Director of Software & Engineering, Novetta Solutions

Natural Language Processing and Topic Modeling for Social Network Analysis

Traditional social network analysis is performed on a series of nodes and edges, generally gleaned from metadata about interactions between several actors. In the intelligence and law enforcement communities, this metadata can frequently be paired with data and communications content.

Our analytic, SocialBee, takes advantage of this widely untapped data source to not only perform more in-depth social network analysis based on actor behavior, but also enrich the social network analysis with topic modelling, sentiment analysis, and trending over time.

Through extraction and analysis of topic-enriched links, SocialBee has also been able to successfully predict “hidden relationships” i.e., relationships not seen in the original dataset, but that exist in an external dataset via different means of communication.

The clustering of communities based on behavior over time can be done by looking purely at metadata, but SocialBee also analyzes the content of communications which will allows for a richer analysis of the tone, topic, and sentiment of each interaction. Traditional topic modelling is usually done using natural language processing to build clusters of similar words and phrases.

By incorporating these topics into a communications network stored in Neo4j, we are able to ask much more meaningful questions about the nature of individuals, relationships, and entire communities.

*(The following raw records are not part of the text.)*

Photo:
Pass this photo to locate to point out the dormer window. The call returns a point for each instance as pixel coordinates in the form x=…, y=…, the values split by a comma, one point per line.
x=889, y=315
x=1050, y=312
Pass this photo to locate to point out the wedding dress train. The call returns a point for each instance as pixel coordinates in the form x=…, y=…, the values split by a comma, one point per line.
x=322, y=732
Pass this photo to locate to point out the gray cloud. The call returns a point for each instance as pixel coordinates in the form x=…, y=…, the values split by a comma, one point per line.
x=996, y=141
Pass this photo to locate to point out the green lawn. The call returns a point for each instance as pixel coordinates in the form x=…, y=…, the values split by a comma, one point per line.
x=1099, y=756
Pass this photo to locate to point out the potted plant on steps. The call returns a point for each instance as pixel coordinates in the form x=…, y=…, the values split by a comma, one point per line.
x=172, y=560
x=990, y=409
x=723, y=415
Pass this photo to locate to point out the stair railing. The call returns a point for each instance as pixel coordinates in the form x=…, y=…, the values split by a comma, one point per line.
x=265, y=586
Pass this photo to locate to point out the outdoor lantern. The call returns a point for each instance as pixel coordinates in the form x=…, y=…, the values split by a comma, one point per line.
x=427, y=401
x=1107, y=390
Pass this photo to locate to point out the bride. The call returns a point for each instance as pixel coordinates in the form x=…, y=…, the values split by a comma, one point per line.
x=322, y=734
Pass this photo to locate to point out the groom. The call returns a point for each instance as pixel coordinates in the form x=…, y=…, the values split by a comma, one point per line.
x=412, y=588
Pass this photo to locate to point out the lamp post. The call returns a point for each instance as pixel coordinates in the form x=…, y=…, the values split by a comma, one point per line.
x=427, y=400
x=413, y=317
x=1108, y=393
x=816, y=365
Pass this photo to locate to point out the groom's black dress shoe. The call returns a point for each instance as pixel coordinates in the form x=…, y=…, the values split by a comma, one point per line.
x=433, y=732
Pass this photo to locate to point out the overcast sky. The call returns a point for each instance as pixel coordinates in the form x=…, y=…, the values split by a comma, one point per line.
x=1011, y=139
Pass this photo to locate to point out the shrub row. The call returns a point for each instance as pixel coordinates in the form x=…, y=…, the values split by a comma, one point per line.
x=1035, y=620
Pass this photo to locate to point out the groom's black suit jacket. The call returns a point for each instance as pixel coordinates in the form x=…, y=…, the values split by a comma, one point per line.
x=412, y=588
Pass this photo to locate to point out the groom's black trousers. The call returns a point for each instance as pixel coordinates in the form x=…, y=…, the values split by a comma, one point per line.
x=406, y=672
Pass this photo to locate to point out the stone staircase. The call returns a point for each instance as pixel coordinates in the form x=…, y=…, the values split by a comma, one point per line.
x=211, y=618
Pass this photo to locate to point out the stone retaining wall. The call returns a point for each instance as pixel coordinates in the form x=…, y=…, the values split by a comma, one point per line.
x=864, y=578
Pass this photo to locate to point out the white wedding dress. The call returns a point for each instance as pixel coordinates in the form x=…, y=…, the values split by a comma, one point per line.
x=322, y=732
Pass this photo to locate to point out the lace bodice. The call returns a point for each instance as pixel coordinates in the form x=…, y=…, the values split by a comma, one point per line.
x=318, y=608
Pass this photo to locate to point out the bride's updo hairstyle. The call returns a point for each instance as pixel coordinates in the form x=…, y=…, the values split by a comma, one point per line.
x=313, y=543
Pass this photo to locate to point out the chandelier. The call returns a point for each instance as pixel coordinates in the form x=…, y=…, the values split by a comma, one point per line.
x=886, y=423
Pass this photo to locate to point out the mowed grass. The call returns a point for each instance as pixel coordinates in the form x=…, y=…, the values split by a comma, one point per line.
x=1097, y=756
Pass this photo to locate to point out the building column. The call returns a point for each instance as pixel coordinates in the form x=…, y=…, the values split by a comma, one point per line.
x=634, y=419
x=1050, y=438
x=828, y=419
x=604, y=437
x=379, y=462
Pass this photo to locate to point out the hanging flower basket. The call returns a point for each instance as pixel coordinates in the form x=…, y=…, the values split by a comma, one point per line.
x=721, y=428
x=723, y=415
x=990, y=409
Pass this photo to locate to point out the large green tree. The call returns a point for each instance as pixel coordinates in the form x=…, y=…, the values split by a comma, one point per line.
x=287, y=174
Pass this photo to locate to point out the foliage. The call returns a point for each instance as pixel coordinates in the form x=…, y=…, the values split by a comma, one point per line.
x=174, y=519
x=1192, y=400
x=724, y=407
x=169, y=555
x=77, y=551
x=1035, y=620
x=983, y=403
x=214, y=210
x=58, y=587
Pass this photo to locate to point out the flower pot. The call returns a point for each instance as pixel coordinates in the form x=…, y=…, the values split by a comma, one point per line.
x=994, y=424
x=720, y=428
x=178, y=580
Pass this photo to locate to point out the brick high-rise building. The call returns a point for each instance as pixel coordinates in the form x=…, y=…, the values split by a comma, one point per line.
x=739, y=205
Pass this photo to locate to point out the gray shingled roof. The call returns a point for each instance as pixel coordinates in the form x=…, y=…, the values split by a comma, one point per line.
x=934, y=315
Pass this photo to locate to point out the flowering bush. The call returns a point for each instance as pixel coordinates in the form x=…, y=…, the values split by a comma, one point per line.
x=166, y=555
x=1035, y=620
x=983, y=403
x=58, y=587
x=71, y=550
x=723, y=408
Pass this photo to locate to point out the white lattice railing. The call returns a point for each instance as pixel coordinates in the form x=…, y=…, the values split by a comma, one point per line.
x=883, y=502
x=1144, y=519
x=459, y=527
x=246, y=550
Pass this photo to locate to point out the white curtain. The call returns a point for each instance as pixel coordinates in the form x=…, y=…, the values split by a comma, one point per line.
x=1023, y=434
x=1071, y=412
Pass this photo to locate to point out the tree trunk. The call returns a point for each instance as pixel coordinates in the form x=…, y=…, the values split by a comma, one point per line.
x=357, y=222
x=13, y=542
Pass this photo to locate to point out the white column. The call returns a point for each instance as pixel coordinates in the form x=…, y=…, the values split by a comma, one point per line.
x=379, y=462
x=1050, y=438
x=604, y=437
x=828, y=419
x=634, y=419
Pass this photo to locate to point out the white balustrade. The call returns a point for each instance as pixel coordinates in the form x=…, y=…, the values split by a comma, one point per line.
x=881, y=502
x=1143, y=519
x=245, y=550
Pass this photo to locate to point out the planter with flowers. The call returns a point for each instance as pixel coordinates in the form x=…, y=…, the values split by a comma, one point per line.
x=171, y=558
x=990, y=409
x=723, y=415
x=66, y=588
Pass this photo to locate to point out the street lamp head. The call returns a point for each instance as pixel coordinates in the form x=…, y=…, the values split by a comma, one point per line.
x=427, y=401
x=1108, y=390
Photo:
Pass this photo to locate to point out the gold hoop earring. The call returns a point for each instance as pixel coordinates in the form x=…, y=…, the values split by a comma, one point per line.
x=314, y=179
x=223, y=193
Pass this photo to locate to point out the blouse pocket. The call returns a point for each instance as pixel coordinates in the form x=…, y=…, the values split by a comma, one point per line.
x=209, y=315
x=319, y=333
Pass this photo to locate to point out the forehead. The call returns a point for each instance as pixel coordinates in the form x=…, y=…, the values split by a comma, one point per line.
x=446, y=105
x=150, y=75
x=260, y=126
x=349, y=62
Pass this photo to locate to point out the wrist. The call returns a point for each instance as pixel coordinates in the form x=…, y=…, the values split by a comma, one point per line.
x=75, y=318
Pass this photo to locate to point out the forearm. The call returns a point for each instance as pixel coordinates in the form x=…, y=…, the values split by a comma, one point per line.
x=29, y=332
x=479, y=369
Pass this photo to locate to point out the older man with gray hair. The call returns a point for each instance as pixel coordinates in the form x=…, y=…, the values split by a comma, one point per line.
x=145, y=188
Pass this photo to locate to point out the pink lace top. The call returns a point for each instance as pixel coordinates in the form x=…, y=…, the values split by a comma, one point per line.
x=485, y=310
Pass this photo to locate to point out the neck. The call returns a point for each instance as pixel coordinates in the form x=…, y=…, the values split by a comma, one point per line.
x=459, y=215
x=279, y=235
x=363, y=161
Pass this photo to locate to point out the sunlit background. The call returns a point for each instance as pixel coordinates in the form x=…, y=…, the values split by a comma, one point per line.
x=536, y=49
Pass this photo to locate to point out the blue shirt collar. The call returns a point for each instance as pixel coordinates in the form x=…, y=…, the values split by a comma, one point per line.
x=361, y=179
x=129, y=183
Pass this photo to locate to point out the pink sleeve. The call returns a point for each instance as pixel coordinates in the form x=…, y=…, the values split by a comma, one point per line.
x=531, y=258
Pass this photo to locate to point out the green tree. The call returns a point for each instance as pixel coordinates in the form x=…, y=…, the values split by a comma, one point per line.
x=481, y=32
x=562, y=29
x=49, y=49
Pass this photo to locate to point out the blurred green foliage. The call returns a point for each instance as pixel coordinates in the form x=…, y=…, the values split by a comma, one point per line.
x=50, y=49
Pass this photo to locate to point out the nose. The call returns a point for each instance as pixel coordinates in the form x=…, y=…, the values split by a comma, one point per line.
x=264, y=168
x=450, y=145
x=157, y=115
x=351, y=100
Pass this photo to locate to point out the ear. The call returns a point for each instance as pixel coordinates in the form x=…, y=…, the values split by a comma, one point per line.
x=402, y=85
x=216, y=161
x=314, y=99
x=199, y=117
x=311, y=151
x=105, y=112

Using its topic modelling features, SocialBee can identify behavior based communities within this networks. These communities are based on relationships where a significant percentage of the communications are about a specific topic. In these smaller networks, it is much easier to identify influential nodes for a specific topic, and find disconnected nodes in a community.

This talk explores the schema designed to store this data in Neo4j, which is loosely based on the concept of the “Author-Recipient-Topic” model as well as several advanced queries exploring the nature of relationships, characterizing sub-graphs, and exploring the words that make up the topics themselves.

About

Laura Drummer has over 14 years of experience in intelligence analysis, data analytics, and software development, and serves as the Director of Software and Engineering in Novetta's Cyber Operations Division. She holds a MS in Information Systems and a BA in Mandarin Chinese. Laura lives in Maryland with her husband and two adorable dogs and is expecting her first baby in November of this year.